IR35 – experiences so far

by | Aug 27, 2021

On 6 April 2021, IR35 changed massively in the private sector. If you are a large engager in this sector (in very general terms, if you have turnover greater than £10.2 million), it is now your responsibility to determine whether your engagement with a personal service company or partnership client is caught under the realms of IR35.

My understanding is that there are approximately 60,000 end clients that are affected by these new rules!

But what have I discovered from speaking to delegates, clients, and accountants in industry regarding these new changes, four months in?

Many large end clients still seem unprepared for the new IR35 private sector rules, despite the 6 April 2021 starting point having passed. Additionally, some large engagers have decided not to use PSCs at all. They prefer to engage personally, on a fixed term employment contract. Some have engaged the workers as agency staff.

In general, there has been a mixed reaction. We have though seen some larger engagers engage directly, apply IR35, and deduct the PAYE and NIC, as obviously they should do! However, they have been trying to recoup the 13.8% Employers’ NIC and very few PSCs have been able to negotiate increased rates of pay, in order to mitigate the extra tax and NIC deducted.

Additionally, in our experience in the last few months, some large end clients have not issued the status determination statements that they should have done!

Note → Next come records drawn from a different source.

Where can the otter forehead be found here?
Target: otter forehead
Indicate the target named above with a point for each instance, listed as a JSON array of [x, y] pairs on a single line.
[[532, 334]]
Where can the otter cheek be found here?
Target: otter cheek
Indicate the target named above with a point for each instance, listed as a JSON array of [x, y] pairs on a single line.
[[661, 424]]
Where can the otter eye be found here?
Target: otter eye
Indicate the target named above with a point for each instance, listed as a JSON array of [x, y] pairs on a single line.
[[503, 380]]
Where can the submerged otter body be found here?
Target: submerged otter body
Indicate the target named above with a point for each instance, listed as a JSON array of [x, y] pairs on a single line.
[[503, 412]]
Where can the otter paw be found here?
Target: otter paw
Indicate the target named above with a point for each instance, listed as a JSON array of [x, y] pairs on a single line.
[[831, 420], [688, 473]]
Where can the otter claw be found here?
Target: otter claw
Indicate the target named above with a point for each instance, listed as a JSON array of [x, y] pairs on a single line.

The large end client must issue a status determination statement where relevant.

Some large engagers are taking out insurance policies which will cover both the defence costs of dealing with an HMRC IR35 investigation, and also cover the potential tax and NIC loss if HMRC are successful in overturning the position.

Alternatively, some large engagers are trying to pass on any potential IR35 tax and NIC liability as a “contractual liability” through warranty clauses inserted into the contract.

Since 6 April 2021, we have seen end clients propose that the status of the contractor they are using must be regularly reviewed by a third party IR35 specialist. The end client expects the cost of the review on each occasion to be met by the personal service company. The costs are quite high and apparently the end clients have told the intermediary that unless they meet these review costs, they will not be allowed to continue to be kept on their supplier list.

We are operating in very interesting times and all the while, in the background, HMRC continue to take high-profile IR35 cases to court.